Even the download Managers geting disappered when restarts & This is not a new problem , means i use imesh for music , now when ever i need to download music , i have to download the imesh first [i am not able to keep the progamme in the sytem , even the folders created by the programme getting diappered], same happening 4 all programmes.


----------



## Ishan (Aug 11, 2006)

does it disappers if u copy it and paste it to some other place after download.

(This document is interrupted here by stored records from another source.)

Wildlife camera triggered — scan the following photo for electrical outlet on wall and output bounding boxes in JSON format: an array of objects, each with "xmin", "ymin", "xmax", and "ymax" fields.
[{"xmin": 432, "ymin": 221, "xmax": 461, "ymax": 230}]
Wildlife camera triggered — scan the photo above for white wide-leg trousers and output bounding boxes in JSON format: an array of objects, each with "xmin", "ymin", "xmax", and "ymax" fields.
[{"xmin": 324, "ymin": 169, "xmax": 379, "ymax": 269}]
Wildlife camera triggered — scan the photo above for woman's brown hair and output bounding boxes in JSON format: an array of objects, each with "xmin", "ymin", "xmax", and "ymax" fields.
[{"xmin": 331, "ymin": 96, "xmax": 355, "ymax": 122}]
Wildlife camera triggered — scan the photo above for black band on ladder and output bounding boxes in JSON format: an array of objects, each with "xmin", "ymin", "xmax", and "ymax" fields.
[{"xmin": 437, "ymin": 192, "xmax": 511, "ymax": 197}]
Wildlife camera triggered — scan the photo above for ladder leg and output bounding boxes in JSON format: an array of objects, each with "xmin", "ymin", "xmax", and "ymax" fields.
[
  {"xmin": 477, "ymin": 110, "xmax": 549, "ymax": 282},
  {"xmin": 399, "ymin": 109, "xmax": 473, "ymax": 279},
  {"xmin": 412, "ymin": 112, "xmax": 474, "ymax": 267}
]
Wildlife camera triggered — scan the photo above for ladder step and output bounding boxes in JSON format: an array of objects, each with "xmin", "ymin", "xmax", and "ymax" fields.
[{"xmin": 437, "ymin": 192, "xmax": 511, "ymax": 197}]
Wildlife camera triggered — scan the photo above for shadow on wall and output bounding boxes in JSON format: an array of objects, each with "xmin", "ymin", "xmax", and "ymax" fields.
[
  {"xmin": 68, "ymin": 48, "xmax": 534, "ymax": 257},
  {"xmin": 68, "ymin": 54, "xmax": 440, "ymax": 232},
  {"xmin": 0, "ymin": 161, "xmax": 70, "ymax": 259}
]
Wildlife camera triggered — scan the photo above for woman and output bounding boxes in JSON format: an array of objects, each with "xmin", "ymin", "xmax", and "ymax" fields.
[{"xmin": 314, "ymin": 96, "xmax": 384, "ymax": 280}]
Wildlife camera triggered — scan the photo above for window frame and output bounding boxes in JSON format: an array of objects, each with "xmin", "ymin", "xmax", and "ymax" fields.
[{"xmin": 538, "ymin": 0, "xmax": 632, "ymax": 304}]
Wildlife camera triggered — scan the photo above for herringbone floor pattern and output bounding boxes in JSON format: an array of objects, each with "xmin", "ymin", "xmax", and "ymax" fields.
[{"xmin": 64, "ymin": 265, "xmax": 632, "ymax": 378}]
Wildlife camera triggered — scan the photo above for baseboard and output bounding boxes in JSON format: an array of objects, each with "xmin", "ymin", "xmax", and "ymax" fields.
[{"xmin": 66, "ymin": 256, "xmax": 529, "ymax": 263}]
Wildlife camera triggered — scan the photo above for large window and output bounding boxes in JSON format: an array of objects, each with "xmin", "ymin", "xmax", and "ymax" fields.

it sounds like fake download(i.e u r downloading but not downloading..its magic..its magic!)..hahaha


----------



## QwertyManiac (Aug 11, 2006)

I remember there being a similar thread like this long time ago where no software used to get installed no matter how hard the person tried, it was like auto system restore! No solution was found I think, cant find the thread either!


----------



## Vyasram (Aug 11, 2006)

seems like a virus


----------



## keves2002 (Aug 11, 2006)

Its happenes, even  if i  copy the folder to another location, simply, if i copy a .doc file from my external HDD its getting copied , but once i restarts the sytem it gets disappeared. if its a virus i dont have any problem with  the softwares, which is already installed.


----------



## QwertyManiac (Aug 11, 2006)

Reformat if you can


----------



## kl_ravi (Aug 12, 2006)

Let us see what softwares you are running. Post your Hijackthis log file here...


----------



## Ramakrishnan (Aug 12, 2006)

it seems somebody may be playing a prank on you. probably somebody has installed some protection software without your knowledge. format it.


----------



## keves2002 (Aug 12, 2006)

@Ramakrishnan
How can i know weather some one has installed protection software
@kl_ravi
How to take that logfile, please explain
@QwertyManiac
Formating is not possible as This is not my Sysytem

  Note : Lots of people are having access to This system.


----------



## QwertyManiac (Aug 12, 2006)

Download this
*download.hijackthis.eu/hijackthis_199.zip [Direct]
and run it, ask it to generate a log file and post the content of that file here, or maybe get it auto analysed at *hijackthis.de


----------



## keves2002 (Aug 13, 2006)

see the log file

*hijackthis.de/logfiles/fe6a91eb40148843d402dbda5d4f2f52.html


----------



## QwertyManiac (Aug 13, 2006)

AArgh! You have Deep Freeze, I remember now, that was the problem for the earlier thread too! And you have a worm installed !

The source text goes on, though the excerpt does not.